Uzlaştırma kurumu, 5237 sayılı Türk Ceza Kanunu ve 5271 sayılı Ceza Muhakemesi Kanunu ile yapılan önemli reformlardan bir tanesidir. Uzlaştırma kurumu, Türk Ceza Hukuku sistemi içerisine ilk kez 5237 sayılı Türk Ceza Kanununun 73 üncü maddesinin sekizinci fıkrasıyla ve 5271 sayılı Ceza Muhakemesi Kanununun 253, 254 üncü ve 255 inci maddeleri ile getirilmiştir. Uzlaştırma kurumunun, maddi ceza hukukuna ilişkin hükmü 5237 sayılı yeni Türk Ceza Kanununun 73 üncü maddesinin sekizinci fıkrasında yer alırken, bu kurumun uygulanmasını gösterir hükümler ise 5271 sayılı Ceza Muhakemesi Kanununun 253, 254 üncü ve 255 inci maddelerinde düzenlenmiş idi.
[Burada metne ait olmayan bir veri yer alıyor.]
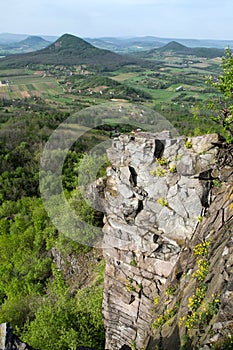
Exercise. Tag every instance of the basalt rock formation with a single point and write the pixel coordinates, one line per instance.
(168, 243)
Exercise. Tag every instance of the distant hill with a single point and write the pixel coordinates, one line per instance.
(125, 45)
(175, 48)
(9, 38)
(34, 42)
(68, 50)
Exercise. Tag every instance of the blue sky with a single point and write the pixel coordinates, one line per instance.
(200, 19)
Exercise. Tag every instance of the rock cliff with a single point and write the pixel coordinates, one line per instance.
(168, 243)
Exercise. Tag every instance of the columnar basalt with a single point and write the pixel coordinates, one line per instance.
(156, 193)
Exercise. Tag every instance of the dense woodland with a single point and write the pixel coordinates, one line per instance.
(47, 308)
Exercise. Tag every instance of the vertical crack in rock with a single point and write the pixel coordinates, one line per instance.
(151, 211)
(133, 176)
(159, 149)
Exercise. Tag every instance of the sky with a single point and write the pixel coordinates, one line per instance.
(197, 19)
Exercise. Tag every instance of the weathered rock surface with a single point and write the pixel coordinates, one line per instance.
(157, 191)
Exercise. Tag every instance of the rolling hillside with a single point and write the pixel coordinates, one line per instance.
(175, 48)
(68, 50)
(31, 43)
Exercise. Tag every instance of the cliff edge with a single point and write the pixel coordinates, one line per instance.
(168, 243)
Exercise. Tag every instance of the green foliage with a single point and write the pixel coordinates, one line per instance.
(221, 108)
(63, 322)
(167, 315)
(188, 144)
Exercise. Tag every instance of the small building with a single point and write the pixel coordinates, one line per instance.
(180, 88)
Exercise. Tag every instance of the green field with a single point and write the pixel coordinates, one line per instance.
(14, 84)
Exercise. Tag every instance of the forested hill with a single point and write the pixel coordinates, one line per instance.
(67, 50)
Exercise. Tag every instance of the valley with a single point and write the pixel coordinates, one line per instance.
(51, 284)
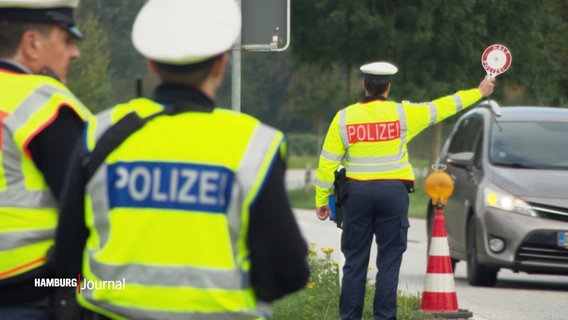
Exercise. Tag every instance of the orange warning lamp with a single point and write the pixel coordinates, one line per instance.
(439, 185)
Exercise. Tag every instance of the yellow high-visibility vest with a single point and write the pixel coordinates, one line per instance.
(28, 214)
(370, 138)
(168, 212)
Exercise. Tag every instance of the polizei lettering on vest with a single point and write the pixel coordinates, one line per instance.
(373, 132)
(167, 185)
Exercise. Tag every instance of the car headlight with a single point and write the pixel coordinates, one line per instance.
(505, 201)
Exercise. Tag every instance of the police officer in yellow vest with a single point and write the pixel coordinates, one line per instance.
(370, 139)
(179, 208)
(40, 121)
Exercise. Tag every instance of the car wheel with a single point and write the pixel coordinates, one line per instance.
(477, 275)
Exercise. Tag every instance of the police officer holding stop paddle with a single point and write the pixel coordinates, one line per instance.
(369, 138)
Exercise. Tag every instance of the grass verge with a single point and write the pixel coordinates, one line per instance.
(319, 300)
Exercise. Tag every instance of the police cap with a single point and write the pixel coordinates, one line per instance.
(42, 11)
(186, 32)
(379, 69)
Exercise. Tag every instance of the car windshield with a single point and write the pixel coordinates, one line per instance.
(535, 145)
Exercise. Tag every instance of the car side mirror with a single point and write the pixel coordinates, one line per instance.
(461, 159)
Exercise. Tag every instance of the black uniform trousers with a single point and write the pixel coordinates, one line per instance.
(378, 208)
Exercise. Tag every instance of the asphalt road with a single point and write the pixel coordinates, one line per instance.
(516, 296)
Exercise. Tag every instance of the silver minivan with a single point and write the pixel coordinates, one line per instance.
(509, 208)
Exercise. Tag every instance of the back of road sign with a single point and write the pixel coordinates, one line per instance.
(266, 25)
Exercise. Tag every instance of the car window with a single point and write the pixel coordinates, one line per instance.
(524, 144)
(467, 136)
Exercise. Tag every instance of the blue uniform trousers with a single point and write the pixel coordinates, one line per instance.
(377, 208)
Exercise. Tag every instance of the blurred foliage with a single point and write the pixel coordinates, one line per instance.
(319, 300)
(436, 44)
(88, 75)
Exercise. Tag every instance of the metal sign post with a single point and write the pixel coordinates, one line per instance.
(266, 27)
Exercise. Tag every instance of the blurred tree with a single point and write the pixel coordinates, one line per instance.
(115, 21)
(89, 75)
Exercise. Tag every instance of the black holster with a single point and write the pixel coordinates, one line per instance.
(340, 193)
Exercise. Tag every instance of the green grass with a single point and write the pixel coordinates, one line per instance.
(416, 209)
(319, 300)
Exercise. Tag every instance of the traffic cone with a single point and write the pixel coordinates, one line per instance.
(439, 297)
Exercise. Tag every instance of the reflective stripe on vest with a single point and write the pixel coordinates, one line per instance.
(172, 282)
(27, 208)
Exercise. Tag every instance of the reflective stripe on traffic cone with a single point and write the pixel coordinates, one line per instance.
(439, 294)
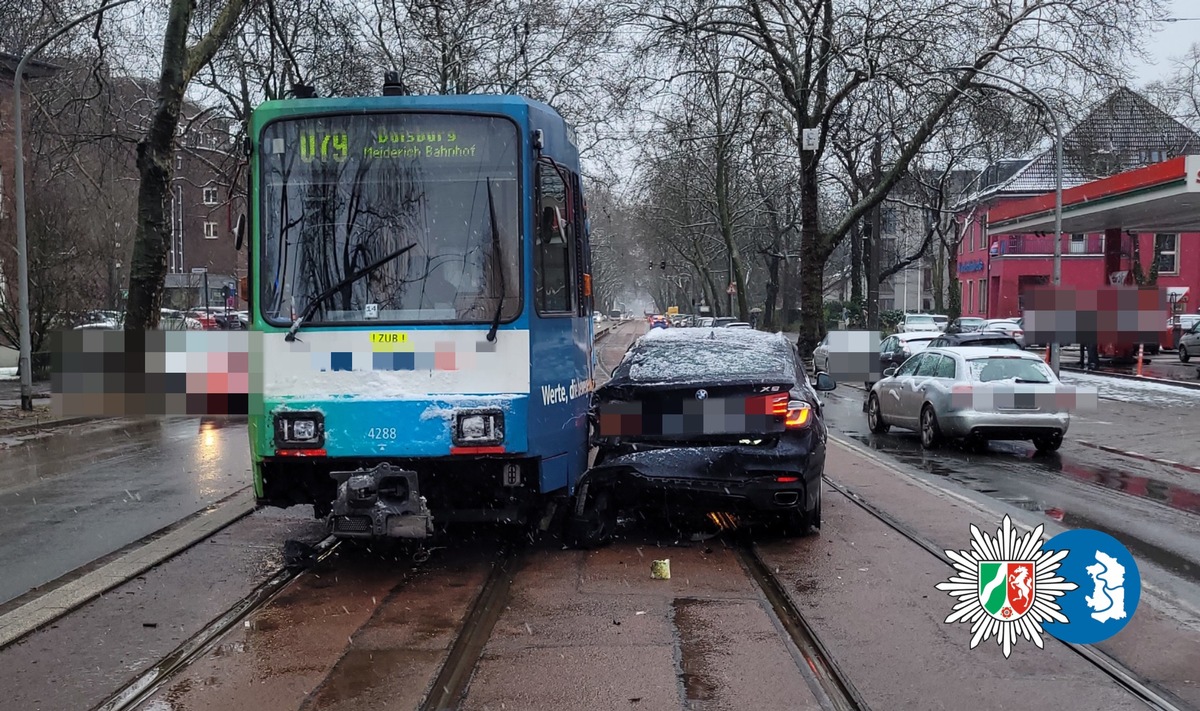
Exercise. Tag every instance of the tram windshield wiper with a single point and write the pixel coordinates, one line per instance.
(499, 258)
(313, 304)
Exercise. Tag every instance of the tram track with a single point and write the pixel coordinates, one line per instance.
(450, 685)
(195, 647)
(834, 689)
(1145, 691)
Keza 30145 sayılı yönetmelik ile Bu Yönetmeliğin amacı, uzlaştırmaya ilişkin usul ve esaslar ile uzlaştırma büroları ve Alternatif Çözümler Daire Başkanlığının çalışma usul ve esaslarını düzenlenmekte olup usul ve esas bakımından ilgili yönetmelik çerçevesinde işlemler yürütülmektedir.

Uygulamasal olarak Ceza Hukuku Bağlamında uzlaştırmaya tabi suçlar bakımından soruşturma aşamasında, soruşturma Savcısı’nın kamu davası açılması yönünde kanaati oluşması durumunda dosyanın uzlaştırma savcısına tevdii sağlanmakta ve bu aşamadan sonra tarafların uzlaşamaması halinde kovuşturma aşamasına geçilmektedir.

            Ancak söz konusu aşamada dosyada önemli bir delilin göz ardı edildiği, esasa etkili bir hata yapıldığı fark edildiğinde dosya tekrar incelemeye alınabilecek midir? Bu konuda kanun ve yönetmelikte bir hüküm bulunmamaktadır. Kanaatimizce uzlaşmama tutanağı yahut uzlaştırmacılık süresinin başlaması teknik anlamda verilmiş bir kovuşturma kararı değildir. Bu çerçevede ilgili eksikliğin tespiti halinde tekrar değerlendirme yapılabilmelidir. Zira soruşturma evresinin mantık ve amacı söz konusu delillerin tam olarak toplanıp tüm hususların değerlendirmeye alınmasından sonra bir sonuca varabilmektir.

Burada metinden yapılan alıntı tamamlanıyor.